Our setup uses a cloudflare worker which reads the list of current mirrors from a key/value store, it then proxies read requests randomly to any of the mirrors. If the request fails we exclude that mirror for a short while.

Currently the mirrors have a few flaw:

our non-docker implementation (a couple of hosted linux VMs) fall over periodically, so auto recovery would be better. AWS and Google Cloud etc all supports this I just haven’t gotten around to doing it.
Our actual data sync is flawed and needs fairly regular rebuilds (clearing the mongodb on the mirror and re-running a full sync). There is probably a simple fix/change required I just haven’t looked at it properly.

I was inspired by your previous post about a JSON diff so I started to (semi-manually) export POIs as JSON on this repo: GitHub - openchargemap/ocm-export: Export of OCM POI data into one file per POI [Experimental] just to get a feel for the benefits. I can see a real benefit of simply using git pull to refresh the latest changes for a mirror, then the mirror re-reads all the affected POIs, rather than using our current API pull based sync.

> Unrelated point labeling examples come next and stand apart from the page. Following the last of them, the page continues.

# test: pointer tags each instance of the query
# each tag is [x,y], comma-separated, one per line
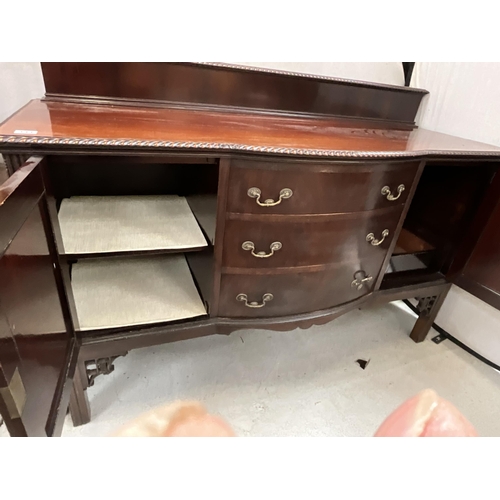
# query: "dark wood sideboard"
[155,202]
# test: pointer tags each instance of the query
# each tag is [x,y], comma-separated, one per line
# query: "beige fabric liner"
[101,224]
[125,291]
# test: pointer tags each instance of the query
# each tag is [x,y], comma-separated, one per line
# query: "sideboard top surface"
[57,124]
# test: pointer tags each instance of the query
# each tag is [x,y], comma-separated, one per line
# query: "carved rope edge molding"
[216,146]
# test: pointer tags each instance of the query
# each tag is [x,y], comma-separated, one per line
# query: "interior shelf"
[127,291]
[117,224]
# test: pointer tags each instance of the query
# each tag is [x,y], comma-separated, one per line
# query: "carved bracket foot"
[428,307]
[100,366]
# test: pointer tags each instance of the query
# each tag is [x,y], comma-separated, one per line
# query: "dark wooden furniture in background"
[310,197]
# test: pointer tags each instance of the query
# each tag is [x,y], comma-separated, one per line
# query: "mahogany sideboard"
[154,202]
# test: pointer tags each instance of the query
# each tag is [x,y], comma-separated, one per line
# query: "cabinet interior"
[128,230]
[439,218]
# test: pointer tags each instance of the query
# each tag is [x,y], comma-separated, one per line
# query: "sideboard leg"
[428,307]
[79,406]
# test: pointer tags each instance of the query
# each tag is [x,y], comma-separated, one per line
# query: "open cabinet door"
[38,348]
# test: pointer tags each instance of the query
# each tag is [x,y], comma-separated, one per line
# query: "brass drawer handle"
[386,190]
[360,279]
[256,192]
[371,238]
[274,247]
[267,297]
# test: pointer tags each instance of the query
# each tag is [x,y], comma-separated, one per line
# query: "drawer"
[290,241]
[293,293]
[301,188]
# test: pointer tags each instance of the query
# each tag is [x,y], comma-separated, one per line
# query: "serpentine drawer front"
[266,187]
[295,292]
[271,241]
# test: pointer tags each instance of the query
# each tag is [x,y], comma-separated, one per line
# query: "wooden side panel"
[481,275]
[189,83]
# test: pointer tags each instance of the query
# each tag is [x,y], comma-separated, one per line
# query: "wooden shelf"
[127,291]
[93,225]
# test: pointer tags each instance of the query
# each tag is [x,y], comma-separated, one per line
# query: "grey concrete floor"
[299,383]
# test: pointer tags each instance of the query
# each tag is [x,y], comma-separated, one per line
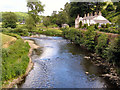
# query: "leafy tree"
[34,8]
[30,24]
[101,44]
[89,38]
[80,24]
[9,19]
[96,26]
[110,7]
[46,21]
[113,52]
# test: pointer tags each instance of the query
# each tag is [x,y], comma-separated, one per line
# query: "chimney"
[88,15]
[100,13]
[95,14]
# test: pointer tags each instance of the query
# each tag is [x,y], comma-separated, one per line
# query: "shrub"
[89,37]
[80,24]
[85,25]
[96,26]
[9,20]
[107,25]
[101,44]
[113,52]
[103,26]
[15,60]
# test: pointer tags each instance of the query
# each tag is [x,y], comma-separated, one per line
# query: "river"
[58,63]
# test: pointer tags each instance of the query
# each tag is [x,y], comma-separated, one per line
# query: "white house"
[90,19]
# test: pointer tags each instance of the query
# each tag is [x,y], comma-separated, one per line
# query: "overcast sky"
[20,5]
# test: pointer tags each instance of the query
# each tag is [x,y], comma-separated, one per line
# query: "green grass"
[14,58]
[7,39]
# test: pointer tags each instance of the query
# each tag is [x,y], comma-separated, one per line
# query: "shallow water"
[61,64]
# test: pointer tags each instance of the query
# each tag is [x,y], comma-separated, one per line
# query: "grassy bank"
[98,43]
[14,59]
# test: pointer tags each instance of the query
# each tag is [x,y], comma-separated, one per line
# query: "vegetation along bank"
[16,62]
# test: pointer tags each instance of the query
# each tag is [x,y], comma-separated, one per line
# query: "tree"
[46,21]
[113,51]
[9,19]
[34,8]
[30,24]
[80,24]
[110,8]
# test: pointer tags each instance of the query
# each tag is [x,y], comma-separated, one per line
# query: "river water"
[60,64]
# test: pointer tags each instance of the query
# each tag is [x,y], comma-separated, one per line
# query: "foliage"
[118,7]
[34,9]
[103,26]
[113,52]
[110,7]
[46,21]
[110,30]
[89,38]
[85,25]
[107,25]
[9,20]
[30,23]
[80,24]
[15,60]
[52,32]
[101,44]
[96,26]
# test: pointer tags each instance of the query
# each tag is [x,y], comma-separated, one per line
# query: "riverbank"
[109,72]
[13,82]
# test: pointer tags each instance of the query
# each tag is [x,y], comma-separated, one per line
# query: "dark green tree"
[46,21]
[110,7]
[34,9]
[113,52]
[80,24]
[9,19]
[30,24]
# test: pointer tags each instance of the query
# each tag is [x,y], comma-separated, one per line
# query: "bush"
[113,52]
[96,26]
[101,44]
[103,26]
[89,39]
[107,25]
[80,24]
[9,20]
[15,60]
[85,25]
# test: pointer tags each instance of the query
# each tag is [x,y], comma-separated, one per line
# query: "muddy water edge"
[58,63]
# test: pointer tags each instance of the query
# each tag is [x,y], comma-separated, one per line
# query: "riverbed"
[58,63]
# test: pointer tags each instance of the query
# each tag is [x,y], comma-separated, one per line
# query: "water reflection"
[60,64]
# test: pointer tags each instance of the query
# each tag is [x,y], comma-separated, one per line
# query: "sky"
[20,5]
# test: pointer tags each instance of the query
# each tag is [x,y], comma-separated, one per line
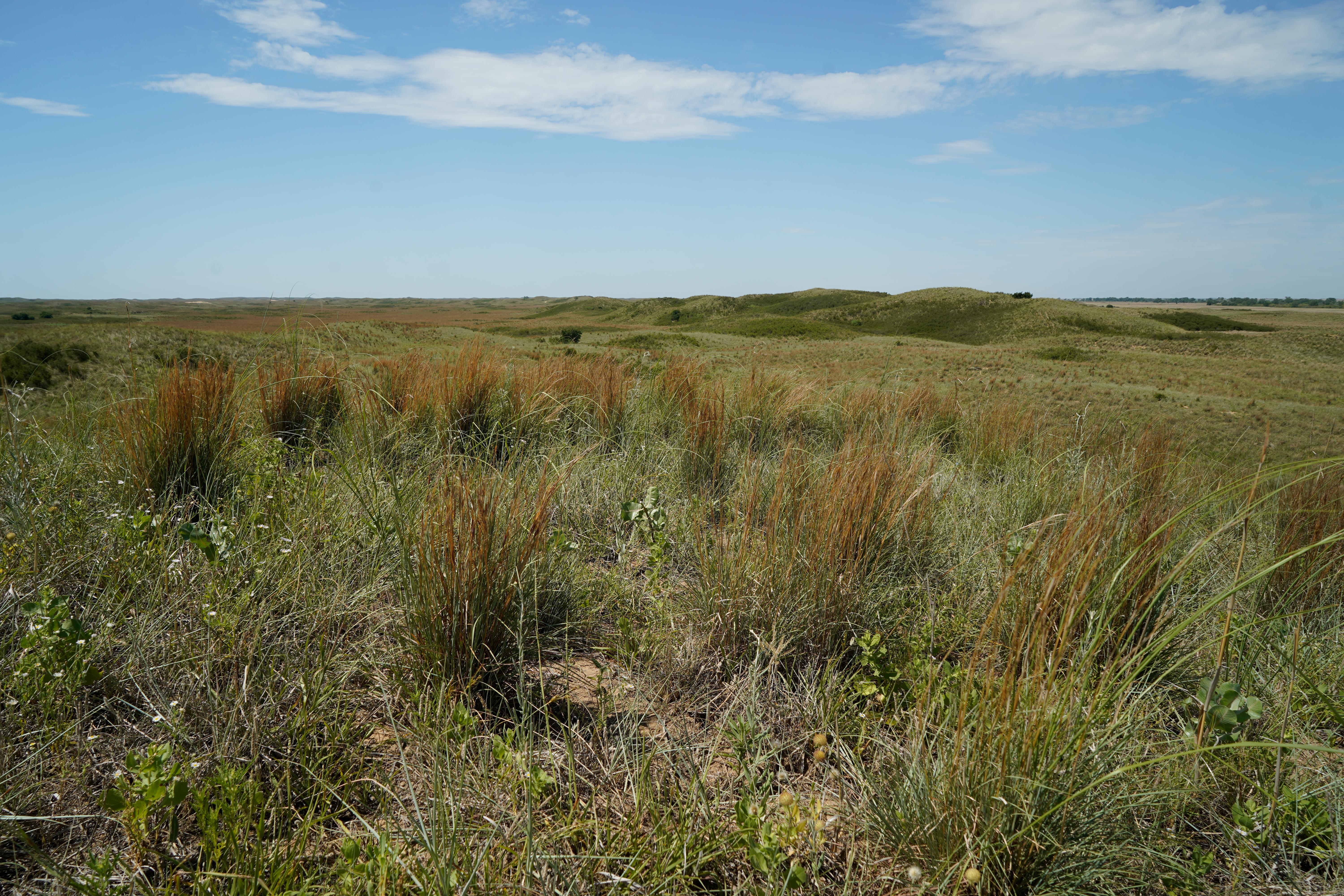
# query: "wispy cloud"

With regards to Hive, don’t go to a huge amount of effort - without knowing more about what you’re planning I have no idea if what your working on would become part of OCM or not, so I don’t want you to work on something that ends up wasting your time and effort just because I’m not comfortable making that leap or I just don’t see/agree on the benefit.

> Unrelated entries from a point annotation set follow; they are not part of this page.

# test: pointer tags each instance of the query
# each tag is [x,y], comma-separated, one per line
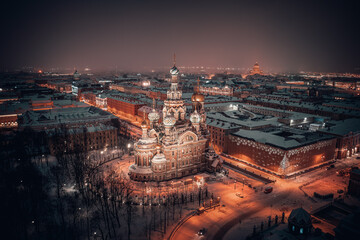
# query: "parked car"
[200,210]
[315,220]
[330,167]
[202,231]
[268,190]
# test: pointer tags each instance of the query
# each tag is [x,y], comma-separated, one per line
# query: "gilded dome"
[174,70]
[169,121]
[159,158]
[195,117]
[154,115]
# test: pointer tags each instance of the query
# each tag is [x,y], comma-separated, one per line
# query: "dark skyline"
[142,35]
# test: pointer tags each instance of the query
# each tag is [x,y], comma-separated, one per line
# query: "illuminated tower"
[76,75]
[256,69]
[174,105]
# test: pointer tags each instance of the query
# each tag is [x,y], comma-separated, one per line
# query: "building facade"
[177,147]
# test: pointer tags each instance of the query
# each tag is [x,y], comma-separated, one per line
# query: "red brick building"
[124,106]
[281,151]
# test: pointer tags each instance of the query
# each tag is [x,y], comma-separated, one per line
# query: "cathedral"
[176,146]
[256,70]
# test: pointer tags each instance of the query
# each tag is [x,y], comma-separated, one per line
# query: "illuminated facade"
[281,152]
[177,147]
[256,70]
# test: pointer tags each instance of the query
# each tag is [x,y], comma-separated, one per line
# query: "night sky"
[141,35]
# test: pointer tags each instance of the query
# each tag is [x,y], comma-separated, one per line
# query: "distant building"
[256,70]
[281,150]
[354,182]
[347,133]
[299,222]
[348,228]
[76,75]
[85,138]
[176,147]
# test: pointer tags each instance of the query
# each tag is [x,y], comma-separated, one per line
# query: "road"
[285,197]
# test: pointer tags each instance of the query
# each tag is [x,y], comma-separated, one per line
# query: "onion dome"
[195,117]
[169,121]
[159,158]
[158,146]
[153,116]
[144,124]
[197,97]
[174,70]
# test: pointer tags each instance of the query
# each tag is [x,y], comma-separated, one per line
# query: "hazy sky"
[280,35]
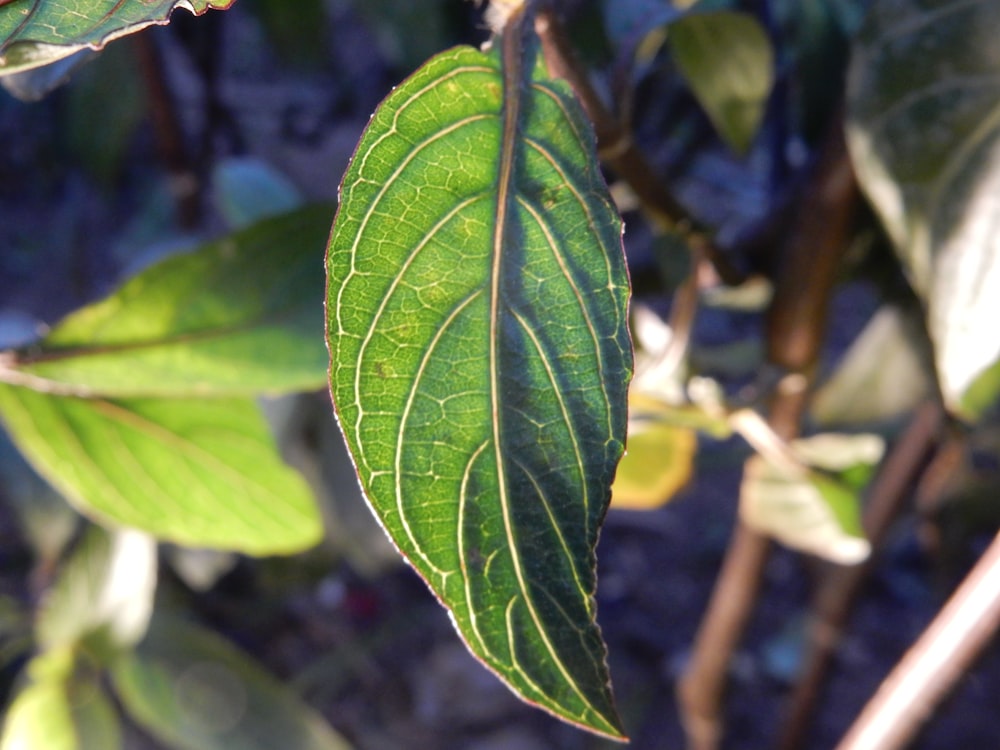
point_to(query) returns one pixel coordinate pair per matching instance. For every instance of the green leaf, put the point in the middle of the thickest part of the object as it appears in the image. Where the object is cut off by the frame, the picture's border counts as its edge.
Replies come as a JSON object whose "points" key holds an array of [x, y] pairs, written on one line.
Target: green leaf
{"points": [[103, 595], [658, 463], [728, 61], [882, 376], [809, 500], [194, 691], [196, 472], [924, 133], [238, 316], [247, 190], [60, 709], [480, 359], [37, 32]]}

Gandalf · July 17, 2021, 10:21am

I doubt that the docs are out of date, most likely some minor differences related to my way of setting things up on a new Ubuntu, and slight incompatibilities there, because the docker way does pretty much the same, except sticking strictly with what should be done. Too much improv on my side I guess.

Yes, using GitHub as a generic way to distribute and fetch ocm data is a great way to reduce the load of API nodes, especially during initial sync (since currently it has to be repeated each time nodes are refreshed).

With Hive stuff, don’t worry, my primary objective is to make Hive better by using OCM as a real-life proof of concept / use case for so-called Hive Application Framework. If that would make OCM better - it would be great, but from my point of view that’s a side effect (cool and desired one, but still).

At the very least it could work as an alternate implementation of API Mirrors, but even if not, the value for me is what my team will learn and improve in the process.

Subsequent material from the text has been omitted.